Мардж испытывала то, что я называю «душевной печалью», печаль, которая возникает, когда мы можем ощутить наше временное, драгоценное существование и непосредственно столкнуться со страданием, вызванным потерей жизни. Мы осознаем, как наше отвращение к себе мешает нам быть ближе к другим, выражать и впускать любовь. Мы видим, иногда с поразительной ясностью, что закрылись от собственного творчества и спонтанности, от полной жизни. Мы вспоминаем упущенные моменты, когда могло быть иначе, и начинаем оплакивать свою непрожитую жизнь.

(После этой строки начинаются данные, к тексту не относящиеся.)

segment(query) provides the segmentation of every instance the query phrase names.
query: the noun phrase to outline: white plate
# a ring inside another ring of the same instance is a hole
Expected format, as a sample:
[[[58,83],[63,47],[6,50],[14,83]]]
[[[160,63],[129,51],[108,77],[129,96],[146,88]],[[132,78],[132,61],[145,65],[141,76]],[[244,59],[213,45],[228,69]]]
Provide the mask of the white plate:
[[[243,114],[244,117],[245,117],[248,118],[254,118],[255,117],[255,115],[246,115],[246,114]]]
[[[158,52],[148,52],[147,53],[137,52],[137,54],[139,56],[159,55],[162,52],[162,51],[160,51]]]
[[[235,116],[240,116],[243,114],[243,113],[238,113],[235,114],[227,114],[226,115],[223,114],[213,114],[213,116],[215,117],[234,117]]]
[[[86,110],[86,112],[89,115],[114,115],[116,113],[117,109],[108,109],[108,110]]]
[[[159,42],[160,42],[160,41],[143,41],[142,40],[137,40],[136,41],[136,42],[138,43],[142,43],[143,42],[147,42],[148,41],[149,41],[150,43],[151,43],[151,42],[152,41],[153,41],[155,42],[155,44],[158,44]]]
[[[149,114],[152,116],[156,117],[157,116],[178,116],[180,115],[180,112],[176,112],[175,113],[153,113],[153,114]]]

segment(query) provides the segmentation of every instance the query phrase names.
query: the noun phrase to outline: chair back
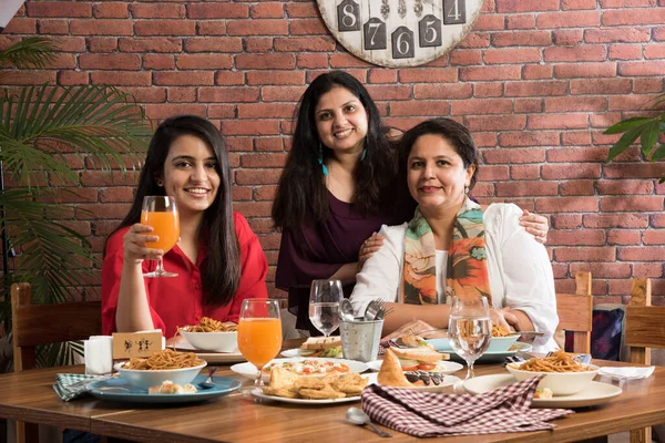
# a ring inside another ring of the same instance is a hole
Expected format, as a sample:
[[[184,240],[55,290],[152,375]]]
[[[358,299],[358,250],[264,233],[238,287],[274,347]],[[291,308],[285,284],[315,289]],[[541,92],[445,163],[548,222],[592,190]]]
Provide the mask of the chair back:
[[[11,286],[14,372],[35,367],[40,344],[84,340],[102,331],[101,301],[32,305],[30,284]],[[39,439],[35,423],[16,422],[17,443]]]
[[[591,353],[591,330],[593,327],[593,296],[591,272],[575,274],[575,293],[556,293],[556,330],[572,331],[573,352]]]

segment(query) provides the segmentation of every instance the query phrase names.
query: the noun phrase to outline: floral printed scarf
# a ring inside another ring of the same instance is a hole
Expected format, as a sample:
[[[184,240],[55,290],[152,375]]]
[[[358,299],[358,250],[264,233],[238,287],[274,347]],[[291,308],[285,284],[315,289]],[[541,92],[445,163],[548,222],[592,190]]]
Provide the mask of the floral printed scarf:
[[[417,208],[405,238],[402,302],[439,302],[436,264],[434,234],[420,208]],[[441,300],[450,300],[454,295],[484,296],[491,300],[482,209],[469,198],[458,212],[454,222],[448,250],[446,297],[441,297]]]

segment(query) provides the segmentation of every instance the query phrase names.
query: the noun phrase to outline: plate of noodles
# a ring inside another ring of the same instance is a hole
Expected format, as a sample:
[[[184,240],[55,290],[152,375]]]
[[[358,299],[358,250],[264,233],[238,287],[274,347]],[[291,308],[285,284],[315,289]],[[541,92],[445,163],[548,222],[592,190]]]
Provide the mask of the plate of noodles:
[[[205,381],[207,375],[196,375],[191,383],[196,387]],[[116,377],[105,380],[92,381],[88,384],[92,395],[101,400],[121,401],[129,403],[191,403],[204,400],[214,399],[222,395],[227,395],[238,388],[242,382],[228,377],[213,377],[215,385],[207,389],[195,388],[196,392],[191,393],[173,393],[173,394],[149,394],[147,390],[140,389],[131,384],[123,377]]]
[[[572,353],[555,351],[550,357],[509,363],[505,369],[518,381],[545,374],[538,383],[540,390],[550,390],[554,396],[573,395],[586,388],[600,371],[598,367],[580,363],[573,357]]]
[[[478,375],[466,380],[463,387],[471,394],[482,394],[514,383],[511,374]],[[532,408],[586,408],[606,403],[622,393],[622,389],[610,383],[590,382],[586,388],[573,395],[533,399]]]
[[[206,364],[194,352],[178,352],[167,348],[144,359],[132,358],[116,364],[115,369],[134,388],[147,390],[166,380],[175,384],[187,384]]]
[[[200,351],[237,352],[238,326],[202,317],[198,324],[177,328],[177,333]]]

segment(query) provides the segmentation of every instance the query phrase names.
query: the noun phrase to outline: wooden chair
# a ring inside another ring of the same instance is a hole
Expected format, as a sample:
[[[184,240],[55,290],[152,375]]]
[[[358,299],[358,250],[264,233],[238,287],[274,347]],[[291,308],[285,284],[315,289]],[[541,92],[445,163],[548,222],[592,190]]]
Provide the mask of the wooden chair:
[[[632,363],[651,364],[651,348],[665,348],[665,306],[651,306],[651,280],[634,279],[624,329]],[[631,443],[651,441],[651,427],[631,431]]]
[[[32,305],[29,284],[11,286],[14,372],[35,367],[40,344],[84,340],[102,331],[101,301]],[[17,421],[17,443],[39,441],[38,425]]]
[[[593,296],[591,272],[575,274],[575,293],[556,293],[557,331],[572,331],[573,352],[591,353],[593,327]]]

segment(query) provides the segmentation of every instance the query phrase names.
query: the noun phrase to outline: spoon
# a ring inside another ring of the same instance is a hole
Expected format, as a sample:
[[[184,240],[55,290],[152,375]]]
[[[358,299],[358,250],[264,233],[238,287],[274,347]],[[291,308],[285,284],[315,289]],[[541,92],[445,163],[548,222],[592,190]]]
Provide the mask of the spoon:
[[[208,371],[208,378],[205,379],[205,381],[202,381],[201,383],[198,383],[198,385],[203,389],[211,389],[211,388],[215,388],[217,385],[217,383],[215,383],[213,381],[213,374],[217,372],[217,367],[211,367],[209,371]]]
[[[358,408],[351,406],[347,410],[347,420],[349,422],[351,422],[354,424],[358,424],[360,426],[362,426],[365,424],[369,424],[369,427],[371,427],[371,430],[374,432],[376,432],[377,434],[379,434],[380,436],[392,436],[391,434],[387,433],[382,429],[377,427],[371,422],[371,420],[369,420],[369,415],[367,415],[365,412],[362,412]]]
[[[344,298],[339,302],[339,317],[344,321],[354,321],[354,306],[348,298]]]

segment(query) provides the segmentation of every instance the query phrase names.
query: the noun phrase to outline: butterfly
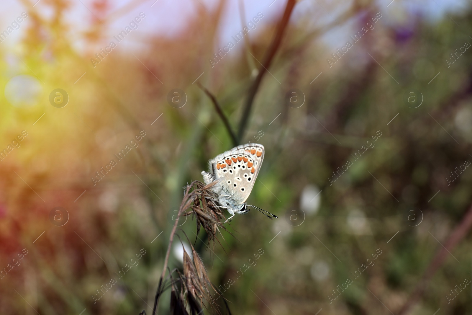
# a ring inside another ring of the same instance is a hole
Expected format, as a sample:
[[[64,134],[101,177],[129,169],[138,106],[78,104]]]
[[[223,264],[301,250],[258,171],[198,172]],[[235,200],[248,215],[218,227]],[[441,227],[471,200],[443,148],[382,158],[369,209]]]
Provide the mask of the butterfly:
[[[272,218],[266,213],[278,217],[258,207],[245,203],[263,160],[264,146],[249,143],[238,145],[208,161],[209,171],[204,170],[202,175],[206,185],[219,181],[210,189],[218,196],[219,207],[226,208],[231,215],[225,223],[234,217],[235,213],[247,213],[251,210],[248,206],[256,209],[270,219]]]

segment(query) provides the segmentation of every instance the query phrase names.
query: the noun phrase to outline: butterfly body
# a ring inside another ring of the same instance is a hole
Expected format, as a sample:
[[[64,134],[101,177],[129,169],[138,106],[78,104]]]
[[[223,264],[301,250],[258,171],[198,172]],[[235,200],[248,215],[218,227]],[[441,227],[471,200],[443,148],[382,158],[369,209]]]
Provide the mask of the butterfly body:
[[[235,213],[245,214],[249,212],[245,201],[263,159],[263,145],[242,145],[210,160],[209,171],[202,172],[206,184],[219,180],[211,189],[218,196],[220,206],[226,208],[231,214],[230,219]]]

Это горе может быть настолько болезненным, что мы бессознательно склонны от него отдаляться. Даже если мы начинаем прикасаться к своей печали, мы часто хороним ее, возвращаясь к стыду — осуждая свои страдания, предполагая, что мы каким-то образом заслужили их, говоря себе, что у других есть «настоящие страдания», и нам не следует жалеть себя. Наша душевная печаль раскрывается полностью только тогда, когда мы прямо и осознанно соприкасаемся со своей болью. Оно раскрывается, когда мы остаемся на месте и полностью осознаем, что этому человеку приходится нелегко. В такие моменты мы обнаруживаем естественный подъем сострадания — нежность нашего собственного прощающего сердца.

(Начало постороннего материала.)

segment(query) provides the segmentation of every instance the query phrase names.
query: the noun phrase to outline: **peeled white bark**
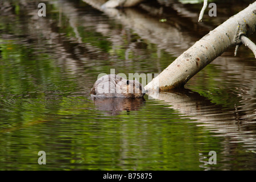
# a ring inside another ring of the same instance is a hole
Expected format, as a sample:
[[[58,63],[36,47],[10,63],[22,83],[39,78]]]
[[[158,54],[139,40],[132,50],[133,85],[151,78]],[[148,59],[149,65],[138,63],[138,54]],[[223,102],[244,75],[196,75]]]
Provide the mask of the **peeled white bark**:
[[[240,44],[241,35],[248,37],[253,34],[255,27],[256,2],[196,42],[149,82],[145,89],[148,92],[168,91],[183,86],[228,48]]]
[[[144,0],[109,0],[102,5],[102,7],[131,7],[138,5],[143,1]]]

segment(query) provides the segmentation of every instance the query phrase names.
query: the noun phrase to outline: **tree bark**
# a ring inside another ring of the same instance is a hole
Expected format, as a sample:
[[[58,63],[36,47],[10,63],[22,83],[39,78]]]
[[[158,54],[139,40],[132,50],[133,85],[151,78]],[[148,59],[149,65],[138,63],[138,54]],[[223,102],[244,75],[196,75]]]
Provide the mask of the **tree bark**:
[[[183,87],[198,72],[232,46],[240,44],[256,28],[256,2],[210,31],[146,86],[148,92]]]

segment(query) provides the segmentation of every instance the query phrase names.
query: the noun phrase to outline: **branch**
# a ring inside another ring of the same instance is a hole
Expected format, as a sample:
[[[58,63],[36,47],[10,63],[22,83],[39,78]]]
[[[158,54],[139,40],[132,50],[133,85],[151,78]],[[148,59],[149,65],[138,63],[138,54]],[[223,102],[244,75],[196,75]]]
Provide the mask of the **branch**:
[[[240,37],[240,39],[242,41],[242,43],[245,44],[245,46],[248,47],[248,48],[253,51],[254,54],[255,58],[256,58],[256,45],[251,41],[249,39],[246,38],[244,35],[242,35]]]
[[[214,59],[228,48],[241,43],[239,35],[242,34],[250,36],[254,32],[255,9],[256,2],[254,2],[210,31],[152,80],[144,86],[145,89],[148,92],[168,92],[183,87],[191,78]],[[246,44],[251,47],[251,44]],[[256,49],[255,47],[251,49]]]
[[[207,7],[207,0],[204,0],[204,5],[203,6],[202,9],[201,10],[200,14],[199,14],[199,18],[198,19],[198,22],[202,22],[203,16],[204,15],[204,11]]]

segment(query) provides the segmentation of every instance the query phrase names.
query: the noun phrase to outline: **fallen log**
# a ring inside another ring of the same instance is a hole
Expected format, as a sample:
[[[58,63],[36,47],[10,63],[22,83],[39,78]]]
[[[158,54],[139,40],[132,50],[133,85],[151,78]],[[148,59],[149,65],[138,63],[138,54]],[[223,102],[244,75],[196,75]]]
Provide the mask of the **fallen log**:
[[[210,31],[144,88],[148,92],[166,92],[185,83],[229,48],[242,43],[241,37],[251,35],[256,28],[256,2]]]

Когда плач Мардж утих, я предложил ей спросить у места печали, чего оно жаждет больше всего. Она сразу поняла: «Поверить, что я достойна любви в своей жизни». Я предложил ей еще раз положить одну руку на сердце, а другую на живот, позволяя мягкому прикосновению выражать заботу. «Теперь почувствуйте, какое сообщение наиболее резонирует для вас, и пошлите его внутренне. Позвольте энергии послания омыться и утешить все части вашего существа, которым нужно его услышать».
Через пару минут Мардж сделала несколько полных вдохов. Выражение ее лица было безмятежным, беззащитным. «Это кажется правильным, — тихо сказала она, — быть добрым к моему собственному израненному сердцу». Мардж смотрела не только на свою вину, но и на свои нужды. Она лечила себя с состраданием.
Перед тем, как она ушла, я предложил ей сделать паузу, когда она осознает вину или стыд, и воспользоваться моментом, чтобы воссоединиться с состраданием к себе. Если бы она была в уединенном месте, она могла бы нежно коснуться своего сердца и живота, и позволить этому контакту углубить ее общение со своей внутренней жизнью. Я также посоветовал ей включить в свою ежедневную медитацию практику метты (любящей доброты) к себе и своему сыну: «Вы обнаружите, что сострадание к себе откроет вам чувство большей любви».
Шесть недель спустя мы с Мардж снова встретились. Она сказала мне, что в конце своей ежедневной медитации она начала выполнять метту для себя, напоминая себе о своей честности, искренности и стремлении хорошо любить. Затем она загадывала себе пожелания, чаще всего повторяя: «Пусть я приму себя такой, какая я есть. Да преисполнюсь я любящей добротой, хранимой в любящей доброте». Через несколько минут она вспоминала своего сына: «Я видела, как загораются его глаза, когда он оживляется, и каким счастливым он выглядит, когда смеется. Тогда я говорил: «Пусть ты чувствуешь себя счастливым». Пусть вы чувствуете себя расслабленно и легко. Пусть ты почувствуешь мою любовь сейчас». С каждой фразой я представляла его счастливым, расслабленным, чувствующим, что я влюблена в него».
Их взаимодействие начало меняться. Она выходила рано утром в субботу, чтобы забрать его любимые рогалики, пока он не проснулся. Он вынес мусор без спроса. Они вместе смотрели по телевизору несколько серий The Wire . Затем Мардж рассказала мне: «Несколько дней назад он пришел в мой домашний офис, устроился поудобнее на диване и небрежно спросил: «Как дела, мам? Просто решил зарегистрироваться».
«Это был не совсем продолжительный чат», — сказала она с улыбкой.